The default likelihood we use in the examples is `GravitationalWaveTransient`:
The simplest likelihood
-----------------------
To start with let's consider perhaps the simplest likelihood we could write
down, namely a Gaussian likelihood for a set of data :math:`\vec{x}=[x_1, x_2,
\ldots, x_N]`. The likelihood for a single data point, given the mean
:math:`\mu` and standard-deviation :math:`\sigma` is given by
.. math::
\mathcal{L}(x_i| \mu, \sigma) =
\frac{1}{\sqrt{2\pi\sigma^2}}\mathrm{exp}\left(
\frac{-(x_i - \mu)^2}{2\sigma^2}\right)
Then, the likelihood for all :math:`N` data points is
.. math::
\mathcal{L}(\vec{x}| \mu, \sigma) = \prod_{i=1}^N
\mathcal{L}(x_i| \mu, \sigma)
In practise, we implement the log-likelihood to avoid numerical overflow
errors. To code this up in :code:`tupak`, we would write a class like this::
class GaussianLikelihood(tupak.Likelihood):
def __init__(self, data):
"""
A very simple Gaussian likelihood
Parameters
----------
data: array_like
The data to analyse
"""
self.data = data
self.N = len(data)
self.parameters = {'mu': None, 'sigma': None}
def log_likelihood(self):
mu = self.parameters['mu']
sigma = self.parameters['sigma']
res = self.data - mu
return -0.5 * (np.sum((res / sigma)**2)
+ self.N*np.log(2*np.pi*sigma**2))
This demonstrates the two required features of a :code:`tupak`
:code:`Likelihood` object:
#. It has a `parameters` attribute (a dictionary with
keys for all the parameters, in this case, initialised to :code:`None`)

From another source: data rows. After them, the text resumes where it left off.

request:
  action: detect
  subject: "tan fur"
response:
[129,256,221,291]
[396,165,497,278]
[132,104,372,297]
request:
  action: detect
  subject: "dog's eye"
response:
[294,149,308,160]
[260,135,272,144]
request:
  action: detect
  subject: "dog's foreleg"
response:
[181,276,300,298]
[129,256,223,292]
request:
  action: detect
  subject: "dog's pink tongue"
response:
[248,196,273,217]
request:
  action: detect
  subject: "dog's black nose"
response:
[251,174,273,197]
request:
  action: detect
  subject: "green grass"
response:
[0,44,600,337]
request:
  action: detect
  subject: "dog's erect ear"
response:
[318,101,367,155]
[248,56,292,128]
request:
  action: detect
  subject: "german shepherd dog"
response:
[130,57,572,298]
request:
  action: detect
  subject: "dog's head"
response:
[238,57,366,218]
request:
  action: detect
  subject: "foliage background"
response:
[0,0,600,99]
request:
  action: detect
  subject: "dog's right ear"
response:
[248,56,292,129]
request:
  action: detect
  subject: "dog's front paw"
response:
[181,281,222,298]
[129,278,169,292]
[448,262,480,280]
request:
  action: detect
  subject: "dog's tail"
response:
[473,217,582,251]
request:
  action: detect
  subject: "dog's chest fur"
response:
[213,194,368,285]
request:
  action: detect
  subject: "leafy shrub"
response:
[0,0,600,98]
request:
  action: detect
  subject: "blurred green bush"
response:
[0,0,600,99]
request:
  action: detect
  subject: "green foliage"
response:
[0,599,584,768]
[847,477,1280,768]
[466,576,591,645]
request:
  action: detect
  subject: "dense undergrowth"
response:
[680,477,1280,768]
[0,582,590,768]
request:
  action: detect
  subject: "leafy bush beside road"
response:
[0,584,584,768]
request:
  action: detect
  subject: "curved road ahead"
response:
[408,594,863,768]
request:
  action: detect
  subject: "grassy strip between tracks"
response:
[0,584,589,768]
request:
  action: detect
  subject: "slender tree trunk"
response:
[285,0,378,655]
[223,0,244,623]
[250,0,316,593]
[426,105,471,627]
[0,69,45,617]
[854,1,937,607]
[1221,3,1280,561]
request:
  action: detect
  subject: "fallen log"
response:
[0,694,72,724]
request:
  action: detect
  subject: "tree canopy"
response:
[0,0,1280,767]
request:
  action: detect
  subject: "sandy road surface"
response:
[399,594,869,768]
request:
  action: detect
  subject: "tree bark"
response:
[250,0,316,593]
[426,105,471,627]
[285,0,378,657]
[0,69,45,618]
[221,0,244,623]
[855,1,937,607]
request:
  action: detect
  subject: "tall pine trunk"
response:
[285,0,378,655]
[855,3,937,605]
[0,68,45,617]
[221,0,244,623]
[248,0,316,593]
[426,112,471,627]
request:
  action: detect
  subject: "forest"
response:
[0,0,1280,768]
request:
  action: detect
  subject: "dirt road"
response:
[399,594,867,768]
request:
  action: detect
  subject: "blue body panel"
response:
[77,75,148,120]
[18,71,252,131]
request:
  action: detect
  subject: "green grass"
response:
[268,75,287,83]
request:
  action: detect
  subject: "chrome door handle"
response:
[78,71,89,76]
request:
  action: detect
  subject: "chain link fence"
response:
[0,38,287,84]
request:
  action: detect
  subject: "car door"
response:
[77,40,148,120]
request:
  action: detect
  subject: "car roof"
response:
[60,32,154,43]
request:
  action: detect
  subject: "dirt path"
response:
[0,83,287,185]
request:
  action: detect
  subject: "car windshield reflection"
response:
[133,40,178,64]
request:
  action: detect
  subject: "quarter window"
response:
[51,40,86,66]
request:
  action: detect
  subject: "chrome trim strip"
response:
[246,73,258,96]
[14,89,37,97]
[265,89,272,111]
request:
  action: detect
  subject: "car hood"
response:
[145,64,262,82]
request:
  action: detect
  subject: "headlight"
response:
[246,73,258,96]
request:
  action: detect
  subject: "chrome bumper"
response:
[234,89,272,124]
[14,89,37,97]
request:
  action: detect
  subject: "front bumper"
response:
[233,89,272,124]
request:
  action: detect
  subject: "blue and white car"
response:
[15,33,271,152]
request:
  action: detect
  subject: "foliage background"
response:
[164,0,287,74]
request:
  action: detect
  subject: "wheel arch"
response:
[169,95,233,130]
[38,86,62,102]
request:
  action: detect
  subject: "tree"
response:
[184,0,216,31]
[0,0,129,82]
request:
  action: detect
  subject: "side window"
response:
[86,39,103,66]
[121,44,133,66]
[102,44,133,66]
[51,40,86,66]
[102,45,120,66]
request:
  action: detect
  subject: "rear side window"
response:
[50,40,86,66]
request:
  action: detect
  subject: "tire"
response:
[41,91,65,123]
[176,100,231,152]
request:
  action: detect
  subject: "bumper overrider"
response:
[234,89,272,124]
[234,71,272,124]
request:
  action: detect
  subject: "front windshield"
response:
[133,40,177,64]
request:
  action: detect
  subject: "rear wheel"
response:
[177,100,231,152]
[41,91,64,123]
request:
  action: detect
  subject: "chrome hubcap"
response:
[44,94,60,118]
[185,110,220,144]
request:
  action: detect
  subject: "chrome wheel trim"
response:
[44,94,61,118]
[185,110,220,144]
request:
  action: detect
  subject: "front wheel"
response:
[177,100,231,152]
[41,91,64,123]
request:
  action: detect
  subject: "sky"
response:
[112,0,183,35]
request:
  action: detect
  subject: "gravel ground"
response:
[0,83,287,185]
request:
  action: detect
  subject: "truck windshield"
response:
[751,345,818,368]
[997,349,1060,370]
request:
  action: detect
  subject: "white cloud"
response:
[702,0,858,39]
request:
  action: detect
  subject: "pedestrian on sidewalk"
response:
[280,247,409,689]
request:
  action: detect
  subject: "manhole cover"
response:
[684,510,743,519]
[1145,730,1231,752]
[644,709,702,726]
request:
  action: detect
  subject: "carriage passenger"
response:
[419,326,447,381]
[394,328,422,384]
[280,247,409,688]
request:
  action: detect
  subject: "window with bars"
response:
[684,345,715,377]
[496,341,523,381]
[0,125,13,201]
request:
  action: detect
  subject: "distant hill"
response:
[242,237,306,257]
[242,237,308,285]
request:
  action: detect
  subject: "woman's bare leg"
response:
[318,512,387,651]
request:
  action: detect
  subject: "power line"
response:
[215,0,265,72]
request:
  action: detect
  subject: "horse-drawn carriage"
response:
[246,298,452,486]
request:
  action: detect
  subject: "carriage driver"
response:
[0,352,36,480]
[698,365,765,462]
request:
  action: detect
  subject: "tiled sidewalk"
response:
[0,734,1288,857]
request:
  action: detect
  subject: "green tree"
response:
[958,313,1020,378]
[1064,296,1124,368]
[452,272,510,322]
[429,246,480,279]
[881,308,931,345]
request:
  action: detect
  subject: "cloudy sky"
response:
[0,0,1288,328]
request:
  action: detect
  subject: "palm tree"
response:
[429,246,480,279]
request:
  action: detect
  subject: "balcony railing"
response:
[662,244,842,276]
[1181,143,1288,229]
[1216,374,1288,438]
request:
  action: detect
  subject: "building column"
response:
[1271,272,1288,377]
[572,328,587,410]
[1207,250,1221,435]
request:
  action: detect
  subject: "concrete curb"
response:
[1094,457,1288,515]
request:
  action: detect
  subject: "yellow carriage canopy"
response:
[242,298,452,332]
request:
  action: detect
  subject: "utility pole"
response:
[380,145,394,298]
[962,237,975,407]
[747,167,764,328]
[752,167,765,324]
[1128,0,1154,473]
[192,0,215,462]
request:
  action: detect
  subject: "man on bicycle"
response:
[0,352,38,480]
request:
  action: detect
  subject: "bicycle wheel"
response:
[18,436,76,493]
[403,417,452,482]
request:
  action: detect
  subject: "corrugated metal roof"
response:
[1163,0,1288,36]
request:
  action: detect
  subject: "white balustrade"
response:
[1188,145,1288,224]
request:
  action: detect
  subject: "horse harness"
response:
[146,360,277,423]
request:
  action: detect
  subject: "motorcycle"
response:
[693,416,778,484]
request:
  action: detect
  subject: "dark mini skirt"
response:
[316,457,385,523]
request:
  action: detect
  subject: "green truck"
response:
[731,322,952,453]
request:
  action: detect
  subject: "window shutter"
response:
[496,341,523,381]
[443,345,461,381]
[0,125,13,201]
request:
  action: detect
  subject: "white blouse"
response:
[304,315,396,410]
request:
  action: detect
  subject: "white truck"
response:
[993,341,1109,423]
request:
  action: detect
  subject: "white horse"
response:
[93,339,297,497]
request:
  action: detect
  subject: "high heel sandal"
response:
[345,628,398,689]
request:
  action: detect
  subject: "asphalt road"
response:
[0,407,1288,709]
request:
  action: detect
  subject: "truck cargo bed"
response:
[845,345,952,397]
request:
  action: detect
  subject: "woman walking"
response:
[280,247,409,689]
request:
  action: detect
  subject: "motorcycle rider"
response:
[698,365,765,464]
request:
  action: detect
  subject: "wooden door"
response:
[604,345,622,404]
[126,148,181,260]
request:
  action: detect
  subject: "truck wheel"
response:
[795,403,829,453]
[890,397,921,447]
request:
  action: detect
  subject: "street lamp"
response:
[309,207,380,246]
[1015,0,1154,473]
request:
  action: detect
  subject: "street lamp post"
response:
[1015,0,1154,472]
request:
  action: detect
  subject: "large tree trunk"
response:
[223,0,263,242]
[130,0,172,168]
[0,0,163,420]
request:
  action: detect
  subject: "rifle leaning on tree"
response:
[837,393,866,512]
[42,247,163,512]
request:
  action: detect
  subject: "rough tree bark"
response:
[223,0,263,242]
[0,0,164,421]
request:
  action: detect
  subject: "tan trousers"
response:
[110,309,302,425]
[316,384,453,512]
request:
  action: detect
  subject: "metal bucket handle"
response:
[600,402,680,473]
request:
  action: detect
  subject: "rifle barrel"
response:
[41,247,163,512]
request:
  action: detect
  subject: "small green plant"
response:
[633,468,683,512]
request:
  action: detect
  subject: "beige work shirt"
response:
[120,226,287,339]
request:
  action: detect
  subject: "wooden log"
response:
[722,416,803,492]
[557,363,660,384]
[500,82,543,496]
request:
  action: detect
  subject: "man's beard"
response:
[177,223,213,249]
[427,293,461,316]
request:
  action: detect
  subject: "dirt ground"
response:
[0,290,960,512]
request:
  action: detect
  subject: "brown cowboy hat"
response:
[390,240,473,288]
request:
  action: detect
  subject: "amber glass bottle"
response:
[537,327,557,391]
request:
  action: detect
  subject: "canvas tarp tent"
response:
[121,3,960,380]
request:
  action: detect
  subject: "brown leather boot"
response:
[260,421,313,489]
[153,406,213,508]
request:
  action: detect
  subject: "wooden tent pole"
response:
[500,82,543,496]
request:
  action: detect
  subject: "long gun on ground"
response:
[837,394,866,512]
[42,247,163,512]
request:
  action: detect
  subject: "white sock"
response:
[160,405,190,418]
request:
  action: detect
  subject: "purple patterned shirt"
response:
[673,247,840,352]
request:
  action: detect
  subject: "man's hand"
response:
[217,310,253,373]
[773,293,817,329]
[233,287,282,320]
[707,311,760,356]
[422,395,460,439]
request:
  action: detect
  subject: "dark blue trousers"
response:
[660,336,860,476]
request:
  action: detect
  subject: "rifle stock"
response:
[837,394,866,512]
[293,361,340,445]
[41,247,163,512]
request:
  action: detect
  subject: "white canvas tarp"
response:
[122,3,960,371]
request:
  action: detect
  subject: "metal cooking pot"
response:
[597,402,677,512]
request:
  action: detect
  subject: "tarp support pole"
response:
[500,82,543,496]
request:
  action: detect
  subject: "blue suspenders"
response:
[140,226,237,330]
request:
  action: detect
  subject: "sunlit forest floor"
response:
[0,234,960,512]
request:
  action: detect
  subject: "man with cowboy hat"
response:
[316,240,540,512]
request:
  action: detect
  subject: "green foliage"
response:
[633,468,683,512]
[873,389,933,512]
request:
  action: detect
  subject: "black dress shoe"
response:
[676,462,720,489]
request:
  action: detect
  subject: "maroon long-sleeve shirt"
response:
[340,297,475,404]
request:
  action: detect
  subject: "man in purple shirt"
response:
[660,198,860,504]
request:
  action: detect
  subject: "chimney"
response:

#. It has a :code:`log_likelihood` method which, when called returns the log
likelihood for all the data.
You can find an example that uses this likelihood `here <https://git.ligo.org/Monash/tupak/blob/master/examples/other_examples/gaussian_example.py>`_.
.. tip::
Note that the example above subclasses the :code:`tupak.Likelihood` base
class, this simply provides a few in built functions. We recommend you also
do this when writing your own likelihood.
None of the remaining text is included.